Thomas Hunkele Guest Columnist
June 14, 2014
They started their campfire just prior to sunset. In doing so they captured the waning spirit of the day so that he could embrace the emerging spirit of the night while she was newborn. The embrace of “Spirit” ensured they were enclosed, protected, and loved by the One who was and is. Those who gathered had been doing so as a nation since they crossed the great and narrow valley and circled around the great mountains where the Life-Spirit lived.
The year was 1236, the “nation” known as the Hiety settled in the valleys of what we know now as Oregon. After many years the Hiety grew from as little as fifty Hunter-Gatherers, to their current population of well over 200. They have adapted to the valley life, and have started to grow crops, share hunting bounty, and raising domesticated animals such as horses and wild goats. They at last understood the true meaning of family and stability.

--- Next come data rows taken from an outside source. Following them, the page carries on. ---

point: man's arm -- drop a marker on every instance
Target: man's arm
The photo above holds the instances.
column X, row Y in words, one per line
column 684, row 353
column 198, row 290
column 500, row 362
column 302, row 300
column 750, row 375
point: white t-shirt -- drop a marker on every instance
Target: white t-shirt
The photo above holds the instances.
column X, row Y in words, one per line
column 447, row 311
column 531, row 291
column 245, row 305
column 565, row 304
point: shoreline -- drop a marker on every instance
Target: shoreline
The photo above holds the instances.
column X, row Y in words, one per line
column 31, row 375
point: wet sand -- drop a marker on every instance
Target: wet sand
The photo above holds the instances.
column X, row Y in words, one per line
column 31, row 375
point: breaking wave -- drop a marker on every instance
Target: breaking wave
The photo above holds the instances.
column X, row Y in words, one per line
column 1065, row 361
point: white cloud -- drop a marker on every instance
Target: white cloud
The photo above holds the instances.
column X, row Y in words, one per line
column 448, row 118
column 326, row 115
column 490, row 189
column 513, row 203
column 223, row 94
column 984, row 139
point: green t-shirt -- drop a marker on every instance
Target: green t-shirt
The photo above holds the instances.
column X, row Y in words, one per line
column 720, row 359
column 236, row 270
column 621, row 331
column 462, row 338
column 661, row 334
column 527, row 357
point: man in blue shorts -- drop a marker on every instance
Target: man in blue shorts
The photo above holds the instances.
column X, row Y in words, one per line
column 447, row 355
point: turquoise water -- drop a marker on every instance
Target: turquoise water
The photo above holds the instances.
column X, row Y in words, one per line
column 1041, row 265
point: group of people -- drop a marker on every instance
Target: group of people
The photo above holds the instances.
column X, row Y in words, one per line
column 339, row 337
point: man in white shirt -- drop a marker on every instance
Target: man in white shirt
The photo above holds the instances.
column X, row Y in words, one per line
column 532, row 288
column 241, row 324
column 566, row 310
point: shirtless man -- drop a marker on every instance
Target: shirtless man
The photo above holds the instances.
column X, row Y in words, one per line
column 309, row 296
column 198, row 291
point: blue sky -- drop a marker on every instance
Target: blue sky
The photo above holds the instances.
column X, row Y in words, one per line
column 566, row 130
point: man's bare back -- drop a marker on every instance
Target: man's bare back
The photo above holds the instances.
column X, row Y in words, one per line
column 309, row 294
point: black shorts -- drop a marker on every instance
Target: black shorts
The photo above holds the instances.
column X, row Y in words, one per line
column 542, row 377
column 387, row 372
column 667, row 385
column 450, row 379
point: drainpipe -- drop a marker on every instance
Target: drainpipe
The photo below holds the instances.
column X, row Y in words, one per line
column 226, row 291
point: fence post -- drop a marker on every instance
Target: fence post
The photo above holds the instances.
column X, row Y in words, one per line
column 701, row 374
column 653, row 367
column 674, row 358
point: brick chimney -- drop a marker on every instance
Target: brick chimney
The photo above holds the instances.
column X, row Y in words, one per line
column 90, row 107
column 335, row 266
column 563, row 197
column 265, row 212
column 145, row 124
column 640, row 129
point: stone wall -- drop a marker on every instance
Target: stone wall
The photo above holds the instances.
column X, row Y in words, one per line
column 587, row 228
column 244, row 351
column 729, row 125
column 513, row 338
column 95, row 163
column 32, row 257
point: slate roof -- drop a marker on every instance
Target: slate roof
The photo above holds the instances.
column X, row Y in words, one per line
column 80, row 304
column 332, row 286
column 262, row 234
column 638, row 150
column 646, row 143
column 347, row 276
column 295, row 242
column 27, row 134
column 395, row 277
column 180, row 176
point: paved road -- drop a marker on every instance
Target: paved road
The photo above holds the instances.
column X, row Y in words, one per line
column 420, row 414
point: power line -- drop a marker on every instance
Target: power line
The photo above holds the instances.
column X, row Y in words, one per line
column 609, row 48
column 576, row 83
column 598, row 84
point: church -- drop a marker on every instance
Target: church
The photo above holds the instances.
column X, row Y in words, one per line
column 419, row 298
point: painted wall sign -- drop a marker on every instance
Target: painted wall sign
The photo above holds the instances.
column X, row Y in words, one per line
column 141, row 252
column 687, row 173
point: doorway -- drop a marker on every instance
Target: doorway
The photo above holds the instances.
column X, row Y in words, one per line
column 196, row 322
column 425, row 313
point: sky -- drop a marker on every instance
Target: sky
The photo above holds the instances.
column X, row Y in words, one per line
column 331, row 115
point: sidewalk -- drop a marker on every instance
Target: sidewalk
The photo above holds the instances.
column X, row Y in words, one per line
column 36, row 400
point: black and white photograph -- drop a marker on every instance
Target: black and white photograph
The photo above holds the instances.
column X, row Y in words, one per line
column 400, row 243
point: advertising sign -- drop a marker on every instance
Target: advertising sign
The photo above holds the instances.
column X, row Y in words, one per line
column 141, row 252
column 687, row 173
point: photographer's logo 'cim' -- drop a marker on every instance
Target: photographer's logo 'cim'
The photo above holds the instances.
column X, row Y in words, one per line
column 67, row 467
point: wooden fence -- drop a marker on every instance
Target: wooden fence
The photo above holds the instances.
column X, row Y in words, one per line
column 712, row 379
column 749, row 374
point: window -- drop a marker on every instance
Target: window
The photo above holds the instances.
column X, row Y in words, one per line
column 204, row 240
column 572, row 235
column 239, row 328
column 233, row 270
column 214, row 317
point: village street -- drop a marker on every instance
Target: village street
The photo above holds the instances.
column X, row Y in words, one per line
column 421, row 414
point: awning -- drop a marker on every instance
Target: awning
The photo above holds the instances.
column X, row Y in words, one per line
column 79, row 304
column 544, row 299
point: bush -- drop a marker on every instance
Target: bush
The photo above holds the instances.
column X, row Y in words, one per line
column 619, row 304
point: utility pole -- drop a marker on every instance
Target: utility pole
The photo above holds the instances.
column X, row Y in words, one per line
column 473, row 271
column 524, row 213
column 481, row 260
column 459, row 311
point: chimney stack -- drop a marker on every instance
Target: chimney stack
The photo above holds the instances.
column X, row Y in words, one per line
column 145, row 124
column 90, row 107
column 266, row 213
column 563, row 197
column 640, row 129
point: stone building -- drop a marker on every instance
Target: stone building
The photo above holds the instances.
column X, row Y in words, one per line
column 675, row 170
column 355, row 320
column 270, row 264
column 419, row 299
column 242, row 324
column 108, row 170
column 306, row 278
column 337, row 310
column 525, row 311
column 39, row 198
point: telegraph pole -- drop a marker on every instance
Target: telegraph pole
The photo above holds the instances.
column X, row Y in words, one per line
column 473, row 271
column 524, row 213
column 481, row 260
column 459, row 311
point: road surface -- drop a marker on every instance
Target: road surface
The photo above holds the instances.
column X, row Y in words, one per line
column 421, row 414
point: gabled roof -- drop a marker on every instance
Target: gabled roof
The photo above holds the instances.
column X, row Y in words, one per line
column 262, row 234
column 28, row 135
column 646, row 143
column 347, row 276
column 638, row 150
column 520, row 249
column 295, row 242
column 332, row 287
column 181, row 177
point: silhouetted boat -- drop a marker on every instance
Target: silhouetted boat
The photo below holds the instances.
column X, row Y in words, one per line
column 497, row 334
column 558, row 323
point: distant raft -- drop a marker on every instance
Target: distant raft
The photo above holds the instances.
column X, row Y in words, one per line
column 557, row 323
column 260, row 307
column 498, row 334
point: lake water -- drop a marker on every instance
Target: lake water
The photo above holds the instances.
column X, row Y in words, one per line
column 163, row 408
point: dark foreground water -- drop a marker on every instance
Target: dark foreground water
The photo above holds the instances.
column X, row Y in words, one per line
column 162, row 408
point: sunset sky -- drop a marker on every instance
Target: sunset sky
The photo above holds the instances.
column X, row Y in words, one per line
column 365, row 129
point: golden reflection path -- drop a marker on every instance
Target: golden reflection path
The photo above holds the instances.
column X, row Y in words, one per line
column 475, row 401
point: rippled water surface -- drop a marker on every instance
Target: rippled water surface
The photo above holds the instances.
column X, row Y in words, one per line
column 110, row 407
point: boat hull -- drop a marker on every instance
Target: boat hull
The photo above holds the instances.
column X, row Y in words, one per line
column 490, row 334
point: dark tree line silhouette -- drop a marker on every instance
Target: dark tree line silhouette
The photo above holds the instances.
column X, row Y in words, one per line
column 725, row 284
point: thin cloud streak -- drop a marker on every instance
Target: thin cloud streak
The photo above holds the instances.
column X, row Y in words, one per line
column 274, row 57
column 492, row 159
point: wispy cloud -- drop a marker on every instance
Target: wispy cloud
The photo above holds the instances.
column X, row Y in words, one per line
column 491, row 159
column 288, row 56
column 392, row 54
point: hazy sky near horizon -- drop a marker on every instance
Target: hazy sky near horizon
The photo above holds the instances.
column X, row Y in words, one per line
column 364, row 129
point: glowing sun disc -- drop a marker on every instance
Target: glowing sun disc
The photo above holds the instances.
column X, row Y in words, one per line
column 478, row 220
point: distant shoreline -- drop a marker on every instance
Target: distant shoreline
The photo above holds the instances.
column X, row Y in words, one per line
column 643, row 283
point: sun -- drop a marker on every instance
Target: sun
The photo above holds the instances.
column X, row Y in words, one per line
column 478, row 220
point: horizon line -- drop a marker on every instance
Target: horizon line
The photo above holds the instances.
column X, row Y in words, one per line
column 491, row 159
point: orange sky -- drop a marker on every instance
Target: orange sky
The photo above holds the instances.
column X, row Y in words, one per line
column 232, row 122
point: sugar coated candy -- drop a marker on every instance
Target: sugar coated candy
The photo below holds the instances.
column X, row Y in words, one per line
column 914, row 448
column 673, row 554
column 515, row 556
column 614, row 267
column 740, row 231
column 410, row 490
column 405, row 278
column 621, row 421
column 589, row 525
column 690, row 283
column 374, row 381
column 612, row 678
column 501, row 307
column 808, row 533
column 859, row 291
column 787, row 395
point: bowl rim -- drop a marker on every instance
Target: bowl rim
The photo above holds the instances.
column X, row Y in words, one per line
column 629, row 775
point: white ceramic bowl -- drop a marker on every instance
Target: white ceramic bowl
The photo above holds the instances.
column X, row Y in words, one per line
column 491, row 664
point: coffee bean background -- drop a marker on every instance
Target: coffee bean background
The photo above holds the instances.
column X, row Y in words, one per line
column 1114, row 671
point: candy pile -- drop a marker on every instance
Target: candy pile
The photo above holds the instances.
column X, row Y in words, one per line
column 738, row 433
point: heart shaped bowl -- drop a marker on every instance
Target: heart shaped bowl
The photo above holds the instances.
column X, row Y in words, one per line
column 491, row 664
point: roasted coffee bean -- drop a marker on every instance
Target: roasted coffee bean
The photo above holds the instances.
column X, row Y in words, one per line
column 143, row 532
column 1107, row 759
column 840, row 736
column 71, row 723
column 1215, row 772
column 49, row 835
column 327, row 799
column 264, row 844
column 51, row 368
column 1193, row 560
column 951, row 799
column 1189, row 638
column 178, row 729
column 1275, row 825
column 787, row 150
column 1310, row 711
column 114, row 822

The Sun Spirit had now retired for the day, the Moon Spirit was now holding them in her embrace - it was now the time to worship Life-Spirit. The children were gathered by the oldest of the girls who have yet to conceive - all were taken to the “gathering house” to rest until the celebration ceased. The Haddah (now known as spiritual leader or Shaman) called for the celebration to begin.
Over 40 of them gathered - they formed three-rings around the fire pit. The first ring, the closest to the fire - were the elder women, the second ring a combination of young men and women, and the final ring the oldest men known as the “elders.” The Haddah called out “go to the spirits.” The group joined hands; each ring began to move towards the fire pit - stopping in silence some six feet way. They raised their hands as one. Each raised his head, each closed her eyes and listen to the sounds of Nature - the true voice of Life-Spirit.
There were three young men who played the drums - the sound similar to the beating of a heart. There were two others, women who played simple hand flutes - the melody similar to the crying wind, the winds both at peace and during storms. The dancing began - first with the inner circle, each dancing around the fire waving their hands and stamping their feet. The inner-circle circled the fire-pit three times, then they moved to the rear of the three-circles.
Next to dance were those in the second-circle. They danced with their hands down and while raising their legs turned round and round - they circled the fire-pit five times. Those playing the drums increased the rhythm, just as a heart begins to beat faster as it is challenged by movement, hope, and fear. Those playing the flutes increased the sounds of wind, from shuttle to heightened tones - intermittent were tones similar to the screech of an Eagle and the call of the Wolf. After their fifth circle, the second-circle then moved to the rear of the three-circles.
Then the drums stopped, the flutes were silenced - Haddah stepped forward and began his chant. Then the Elders began to dance, they put their hands over their heart and stepped sideways - while Haddah continued his call to the Life-spirit the elders circled the fire-pit seven times. After the seventh circle every one stopped and turned to Haddah - Haddah then gave them these treasured words of Life-Spirit, “love those who cross your path, remember each is my creation - what you do to them you do to me.”
It’s been some 776 years since Haddah lead the dance - many after him have chanted the same call of Life-Spirit - seems we still listen with only half our minds, and less with our hearts. Let’s all listen, let’s all dance - let’s all love.